Na verdade, algum racismo é alimentado por este tipo de provocação, bem como por alguns episódios em que os presumivelmente atacados se arvoram em vítimas. E isto deve ser combatido. Contudo, o grande mal do racismo está naqueles que se sentem confortáveis por integrarem a maioria dos cidadãos, que muito embora não seja racista, alberga de bom grado no seu interior o discurso racista e a contemplação com atitudes e comportamentos racistas – achaques a que nem a escola nem a família está imune.
Assim, penso que deve ser combativo o racismo discursivo e comportamental, tal como a vitimização e as provocações, como se deve fazer tudo para banir qualquer resquício de racismo estrutural. Com efeito, as maiorias têm o direito a dispor democraticamente do poder, mas não podem ignorar, contrariar ou enfraquecer os direitos das minorias. A pari, estas não podem deixar de se sujeitar às leis e regulamentos do território em que vivem, não reivindicando desnecessariamente situações de exceção. E não é lícito às maiorias, estáveis ou conjunturais, abusar do seu poder democrático e legislar ao arrepio do sensus populi.
Há muito caminho a fazer e a percorrer na integração de pessoas e grupos de outras etnias no respeito pela sua dignidade e pelos seus direitos, na criação de condições humanas de habitação e de trabalho, no acesso indiscriminatório aos bens da educação, saúde e segurança (física e social), bem como na motivação para o justo cumprimento das suas obrigações para com o Estado e a sociedade.
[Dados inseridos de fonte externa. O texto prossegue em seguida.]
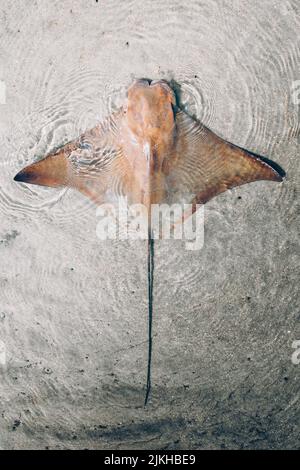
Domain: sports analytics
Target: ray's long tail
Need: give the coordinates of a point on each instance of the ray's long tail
(150, 309)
E, ao mesmo tempo, o Estado e a sociedade têm de reforçar as condições de dignidade da vida dos demais cidadãos – direitos, habitação, trabalho, educação, saúde, segurança (física e social) e cumprimento de todas as obrigações cívicas.
É a falta de equilíbrio e zelo políticos nestas matérias que faz surgir e engrossar tanto a estupidez como as formações partidárias populistas dispostas a pôr para um lado os bons e cumpridores e para o outro os maus e parasitas – o que redunda no aprofundamento do fosso entre ricos e pobres, cidadãos de primeira e de quase cidadãos. E atenção, que não é por se verificar e dizer lhanamente que este ou aquele é negro, judeu, árabe, amarelo ou vermelho que se está a ser racista. Como avisava um pedagogo, “Nada de exageros!”.
Também há um facto cuja razão não percebo: para denominar um lápis de cor bege ou rosa claro, generalizou-se a designação de lápis cor de pele. Não sei qual a base científica ou estética (ou se as há) para tal designação. Pode não ter intuitos racistas, mas é de duvidosa ortodoxia. E não há necessidade. Rosa claro, bege esbatido… seriam boas designações como o são rosa velho, cor de pedra, branco sujo, castanho dourado, verde alface, verde-mar, verde-azeitona, verde-garrafa. Sem equívocos. Aliás, há muita cor de pele. Mesmo, entre os brancos, há claros, morenos, tisnados, etc. Todo o racismo, além de ser acientífico, é estúpido.
Enfim, é preciso que o bom senso, o direito e o Estado de direito prevaleçam.